Danny Sullivan, search engine guru, just published a post on this blog, SearchEngineLand.com, in which he got the “Official Word” from Matt Cutts of how Google treats existing links when a domain is transferred, sold or dropped:
Mr. Cutts distinguished between, “domain transfers ( e.g. genuine purchases of companies) where it can make perfect sense for existing links to transfer.” and the links from an “expired or effectively expired domains” of which he said:
“””The sort of stuff our systems would be designed to detect would be things like someone trying to buy expired domains or buying domains just for links.”””
So according to Mr Sullivan, having chatted with Mr. Cutts if you get an expired or dropping domain” chances are, the back links aren’t going to be counted by Google anymore.
Google detects domain transfers, resales, new registrations of previously owned domains and even domains obtained in domain drop auctions and in most cases of new registrations of existing domains or drop auction domains, will disregard all existing links.
According to Mr. Sullivan “If you buy a web site from an existing owner, and continue business on that site as normal, there seems to be a good chance that link credit will continue as normal.”

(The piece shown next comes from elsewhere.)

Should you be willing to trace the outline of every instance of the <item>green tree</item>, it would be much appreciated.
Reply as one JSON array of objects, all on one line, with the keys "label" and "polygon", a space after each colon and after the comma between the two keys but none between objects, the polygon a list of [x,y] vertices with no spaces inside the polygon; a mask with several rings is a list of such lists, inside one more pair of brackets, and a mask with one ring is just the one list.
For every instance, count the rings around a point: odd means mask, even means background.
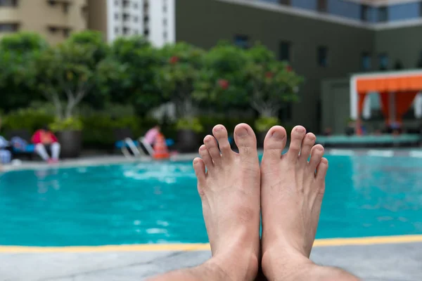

“If you get a domain due to a company acquisition – company A buys company B? You should be OK, thought it’s unclear how Google tells the difference here from an ordinary transfer. And no, Google wouldn’t share more on how they can tell the difference.”””
However on the question of does domain registration length effect your Google rank, Mr. Cutts told Mr. Sullivan:
“”To the best of my knowledge, no search engine has ever confirmed that they use length-of-registration as a factor in scoring. If a company is asserting that as a fact, that would be troubling.””
A very interesting article which I urge you to to read in its entirety.
One of the only times I have seen a representative of Google actually answer questions on how its search engine ranks sites.
Yesterday we wrote a post on why people pay more money from domains at drop service auctions rather than domains owned by people.
With this acknowledgment you might want to consider more private purchases, although if the content of the site changes, you may still not get credit for all existing links, but you would seem to have a better shot at it.